A coming-of-age tale of fan fiction, family and first love.
Cath is a Simon Snow fan.
Okay, the whole world is a Simon Snow fan...
But for Cath, being a fan is her life—and she’s really good at it. She and her twin sister, Wren, ensconced themselves in the Simon Snow series when they were just kids; it’s what got them through their mother leaving.
Reading. Rereading. Hanging out in Simon Snow forums, writing Simon Snow fan fiction, dressing up like the characters for every movie premiere.
Cath’s sister has mostly grown away from fandom, but Cath can’t let go. She doesn’t want to.
Now that they’re going to college, Wren has told Cath she doesn’t want to be roommates. Cath is on her own, completely outside of her comfort zone. She’s got a surly roommate with a charming, always-around boyfriend, a fiction-writing professor who thinks fan fiction is the end of the civilized world, a handsome classmate who only wants to talk about words... And she can’t stop worrying about her dad, who’s loving and fragile and has never really been alone.
For Cath, the question is: Can she do this?
Can she make it without Wren holding her hand? Is she ready to start living her own life? Writing her own stories?
And does she even want to move on if it means leaving Simon Snow behind?
Dec 24, 2014
Fandoms,Fanfiction and College || Fangirl by Rainbow Rowell
Release Date:September 10th 2013
Before I start this review,let me confess something first.I took up this book to read mainly because I didn't want to look like a loser who's totally clueless about a book which was at that time a phenomenon in the blogging world.Fangirl was everywhere around the blogs and all the reviews raved about how relateable Cath was and I forced myself to read it see what it was all about.Big mistake in my part,because when I took up this book some months ago,I ended up not being much impressed by it.
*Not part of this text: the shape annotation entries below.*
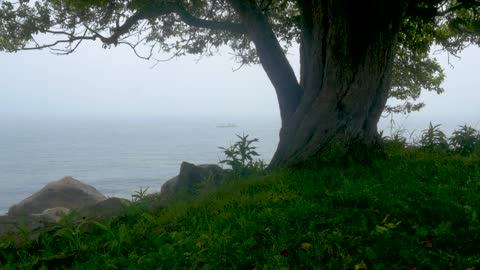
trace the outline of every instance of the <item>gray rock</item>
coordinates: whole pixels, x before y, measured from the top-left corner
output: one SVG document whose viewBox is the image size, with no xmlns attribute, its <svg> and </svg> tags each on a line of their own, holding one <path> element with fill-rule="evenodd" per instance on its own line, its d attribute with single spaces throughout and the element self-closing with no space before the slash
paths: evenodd
<svg viewBox="0 0 480 270">
<path fill-rule="evenodd" d="M 40 214 L 31 214 L 30 216 L 36 216 L 36 217 L 44 216 L 47 219 L 53 220 L 54 222 L 58 222 L 62 219 L 62 217 L 64 217 L 65 215 L 68 215 L 68 213 L 70 213 L 70 209 L 59 206 L 59 207 L 45 209 Z"/>
<path fill-rule="evenodd" d="M 218 165 L 194 165 L 182 162 L 180 173 L 162 185 L 160 196 L 172 198 L 180 192 L 196 193 L 199 190 L 212 189 L 222 179 L 223 169 Z"/>
<path fill-rule="evenodd" d="M 105 199 L 106 197 L 94 187 L 66 176 L 58 181 L 49 183 L 32 196 L 10 207 L 8 215 L 27 216 L 40 214 L 46 209 L 56 207 L 80 209 Z"/>
</svg>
Not to say that I didn't like Fangirl.Because when I thought about giving it a second chance and took it up again two days ago,I actually ended up liking it a lot.Why I am saying this is because I want to let you all know that don't let the hype Fangirl carries around play a part in your judgement of the book.
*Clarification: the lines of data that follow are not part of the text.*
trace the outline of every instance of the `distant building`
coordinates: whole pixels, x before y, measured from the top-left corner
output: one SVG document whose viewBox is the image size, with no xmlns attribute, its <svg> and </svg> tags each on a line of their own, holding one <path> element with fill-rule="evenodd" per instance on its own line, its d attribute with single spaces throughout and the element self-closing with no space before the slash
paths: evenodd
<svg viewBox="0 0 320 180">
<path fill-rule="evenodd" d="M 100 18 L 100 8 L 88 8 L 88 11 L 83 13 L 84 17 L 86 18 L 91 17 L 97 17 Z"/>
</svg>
The only problem I had with this book was that I couldn't relate to Cath as much as all the bloggers did.Whether that makes me an odd one out,I don't know,but I didn't feel any connection towards her.I don't believe in the stereotype that book lovers are always shy introverts-especially since I am totally not-and Cath looked like an attempt in Rowell's part to create the stereotypical reader.
But keeping it aside,there was a lot of things to appreciate about the book.I liked all the characters and relationships.The romance between Levi and Cath was so cute and sweet,the bond between Cath and Wren was great and most of all,I loved Cath's beautiful relationship with her father.
I also loved the frequent extracts of fanfiction.As an avid reader of fanfiction myself,I enjoyed those short glimpses we got of Simon and Baz.Speaking of,I really liked these two as well,especially Baz-who reminded me a lot of Draco Malfoy,who is one of my all time favourite characters.
Another aspect I loved about this book is that it showed the plain reality-not the romanticised version of it.Cath's college life was normal and boring-not like the usual dramatic and eventful colleges we see in fiction nowadays.
But most of all,I loved how Rainbow has captured the struggle of a booklover to find people he/she can connect to.It's difficult to find a person in your life who shares your reading obsessions or fandoms.And when you feel like you want to share your opinions and thoughts on books,OTPs,characters and authors,there's no body around you who can get that.This is something Cath deals with throughout the story,and I think that every bookaholic has suffered the curse of reader-less environment in their life.
Overall,Fangirl is a cute read.I'll recommend it to anyone who loves to read about heroines who reads books other than classics or a cute romance with a shy lead.